Rodrigo Seira, Paradigm’s Special Counsel took a shot at the United States market watchdog, saying that the SEC’s efforts to regulate secondary crypto markets lack legal justification. Citing the commission’s recent litigation against crypto exchange Bittrex, Seira posted a long Twitter thread explaining why he believed that the court should dismiss the case.
A few days ago, Paradigm filed an amicus brief in SEC vs. Bittrex that rejected the regulator’s attempt to expand its jurisdiction over crypto secondary markets. The filing argued that digital assets do not involve “investment contracts” and are therefore not securities transactions under the agency’s remit.

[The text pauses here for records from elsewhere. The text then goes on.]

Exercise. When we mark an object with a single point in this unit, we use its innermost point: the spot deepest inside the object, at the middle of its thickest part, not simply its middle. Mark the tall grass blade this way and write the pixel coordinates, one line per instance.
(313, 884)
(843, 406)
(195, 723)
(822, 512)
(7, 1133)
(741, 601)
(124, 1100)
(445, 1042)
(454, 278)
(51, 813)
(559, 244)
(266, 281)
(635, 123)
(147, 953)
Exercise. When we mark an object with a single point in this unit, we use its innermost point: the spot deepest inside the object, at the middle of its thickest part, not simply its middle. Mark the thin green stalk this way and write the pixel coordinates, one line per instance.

Moreover, a review of each appeal case to determine the most appropriate Howey affirms that no court has ever found that an asset that is the subject of an investment contract transaction is a security or that an asset in a secondary market is a securities transaction. And therefore, the Bittrex complaint should be “dismissed” since it bases its allegations on an arbitrary application of the Howey test, Seira concluded.
This is not the first time Paradigm has lent its assistance to a crypto entity that is being sued by the SEC. Back in Dec 2022, Paradigm along with the U.S. lobby group Blockchain Association filed amici briefs to lend support to blockchain firm Ripple Labs Inc. in the ongoing lawsuit against the Securities regulator.

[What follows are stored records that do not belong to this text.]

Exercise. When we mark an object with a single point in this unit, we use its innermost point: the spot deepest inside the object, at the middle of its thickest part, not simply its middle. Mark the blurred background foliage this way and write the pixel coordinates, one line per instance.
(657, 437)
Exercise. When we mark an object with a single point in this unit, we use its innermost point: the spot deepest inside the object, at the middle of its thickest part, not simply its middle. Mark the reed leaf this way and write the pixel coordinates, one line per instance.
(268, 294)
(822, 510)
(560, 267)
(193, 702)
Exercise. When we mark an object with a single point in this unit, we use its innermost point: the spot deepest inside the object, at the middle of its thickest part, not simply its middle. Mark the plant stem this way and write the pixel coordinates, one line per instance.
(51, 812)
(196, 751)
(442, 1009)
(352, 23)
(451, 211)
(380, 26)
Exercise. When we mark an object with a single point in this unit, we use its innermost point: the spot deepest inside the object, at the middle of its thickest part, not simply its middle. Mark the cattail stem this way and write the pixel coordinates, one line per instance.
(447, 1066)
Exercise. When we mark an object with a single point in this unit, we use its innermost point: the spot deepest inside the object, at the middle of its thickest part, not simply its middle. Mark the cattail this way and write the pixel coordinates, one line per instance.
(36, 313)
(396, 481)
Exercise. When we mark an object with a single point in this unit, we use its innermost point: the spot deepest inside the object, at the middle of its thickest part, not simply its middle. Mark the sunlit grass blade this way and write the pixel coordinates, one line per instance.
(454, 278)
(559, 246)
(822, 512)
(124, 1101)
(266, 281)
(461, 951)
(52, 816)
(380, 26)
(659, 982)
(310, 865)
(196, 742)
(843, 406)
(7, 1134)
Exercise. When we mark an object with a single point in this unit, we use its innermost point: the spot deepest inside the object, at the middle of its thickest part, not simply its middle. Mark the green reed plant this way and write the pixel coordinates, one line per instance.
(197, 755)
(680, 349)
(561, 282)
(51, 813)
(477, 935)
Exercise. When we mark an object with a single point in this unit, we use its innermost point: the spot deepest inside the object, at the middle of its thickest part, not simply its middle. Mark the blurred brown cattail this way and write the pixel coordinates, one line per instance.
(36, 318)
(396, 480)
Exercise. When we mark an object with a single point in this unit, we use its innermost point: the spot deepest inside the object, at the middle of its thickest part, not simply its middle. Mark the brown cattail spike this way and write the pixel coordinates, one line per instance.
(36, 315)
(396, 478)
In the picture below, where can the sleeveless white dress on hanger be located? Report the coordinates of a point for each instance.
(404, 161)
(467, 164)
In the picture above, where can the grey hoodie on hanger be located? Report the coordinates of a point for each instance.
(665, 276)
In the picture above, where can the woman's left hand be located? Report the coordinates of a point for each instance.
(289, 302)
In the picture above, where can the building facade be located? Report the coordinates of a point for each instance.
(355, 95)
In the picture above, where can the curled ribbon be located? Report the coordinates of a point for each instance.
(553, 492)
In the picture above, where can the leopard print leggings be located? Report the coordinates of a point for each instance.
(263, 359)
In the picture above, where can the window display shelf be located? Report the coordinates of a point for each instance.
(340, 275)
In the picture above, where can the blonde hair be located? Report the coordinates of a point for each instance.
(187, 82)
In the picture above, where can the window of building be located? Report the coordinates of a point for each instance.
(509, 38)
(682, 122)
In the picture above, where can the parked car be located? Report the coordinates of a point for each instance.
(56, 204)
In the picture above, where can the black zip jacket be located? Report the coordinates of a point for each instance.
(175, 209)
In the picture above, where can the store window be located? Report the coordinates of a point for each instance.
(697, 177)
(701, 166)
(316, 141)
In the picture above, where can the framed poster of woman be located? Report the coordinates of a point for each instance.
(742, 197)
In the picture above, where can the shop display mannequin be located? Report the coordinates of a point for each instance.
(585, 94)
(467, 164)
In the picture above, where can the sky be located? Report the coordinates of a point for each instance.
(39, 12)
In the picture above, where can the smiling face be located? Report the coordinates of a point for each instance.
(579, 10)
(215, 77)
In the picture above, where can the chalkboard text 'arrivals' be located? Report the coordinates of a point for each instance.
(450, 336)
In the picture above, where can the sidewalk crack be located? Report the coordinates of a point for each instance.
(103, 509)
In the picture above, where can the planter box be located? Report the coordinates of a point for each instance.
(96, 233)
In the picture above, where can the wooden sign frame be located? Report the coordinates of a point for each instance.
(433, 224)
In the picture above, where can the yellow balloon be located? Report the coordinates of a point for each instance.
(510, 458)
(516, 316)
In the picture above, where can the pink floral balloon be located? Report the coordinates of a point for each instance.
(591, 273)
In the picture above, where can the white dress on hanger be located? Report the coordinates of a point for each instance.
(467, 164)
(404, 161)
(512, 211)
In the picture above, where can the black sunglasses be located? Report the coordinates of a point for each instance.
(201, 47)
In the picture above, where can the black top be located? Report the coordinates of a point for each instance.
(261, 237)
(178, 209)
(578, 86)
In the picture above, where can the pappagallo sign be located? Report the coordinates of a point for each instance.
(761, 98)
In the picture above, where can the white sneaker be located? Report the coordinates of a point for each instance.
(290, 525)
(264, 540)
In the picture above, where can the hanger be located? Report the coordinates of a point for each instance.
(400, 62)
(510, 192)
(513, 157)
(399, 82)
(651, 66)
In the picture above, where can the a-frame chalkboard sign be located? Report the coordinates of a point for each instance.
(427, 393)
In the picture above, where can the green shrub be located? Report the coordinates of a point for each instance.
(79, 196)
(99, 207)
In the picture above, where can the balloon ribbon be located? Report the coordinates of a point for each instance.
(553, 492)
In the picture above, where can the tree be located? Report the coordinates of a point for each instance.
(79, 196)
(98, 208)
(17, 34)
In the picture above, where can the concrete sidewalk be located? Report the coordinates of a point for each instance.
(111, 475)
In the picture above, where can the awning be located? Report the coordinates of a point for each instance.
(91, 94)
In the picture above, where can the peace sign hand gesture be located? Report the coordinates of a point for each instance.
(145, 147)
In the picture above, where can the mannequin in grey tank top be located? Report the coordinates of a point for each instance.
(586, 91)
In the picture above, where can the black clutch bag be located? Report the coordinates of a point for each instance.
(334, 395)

Then, on May 11, this year, the firm requested to submit an amicus brief in support of Coinbase, arguing that the SEC had failed to establish clear guidelines or rules for digital asset companies operating in the United States.
The crypto investment firm earlier lambasted SEC chair Gary Gensler’s proposal to redefine the term exchange.” If approved, it would put decentralized exchanges under the Securities and Exchange Commission’s jurisdiction.
Paradigm Criticized SEC’s ‘Incoherent’ Attempt To Control Decentralized Exchanges
On June 8, it sent a detailed 14-page letter to the SEC secretary, Vanessa Countryman, referring to the SEC’s proposed redefining of the term “exchange” under the 1934 Securities Exchange Act.
To put things in perspective, the market regulator plans to amend the 89-year-old law so that decentralized exchanges [DEXes] and decentralized financing [DeFi] would be included in the definition of “exchange.” Since the term DEX contains the word “exchange,” the SEC intends to consider it similar to a securities or stock exchange.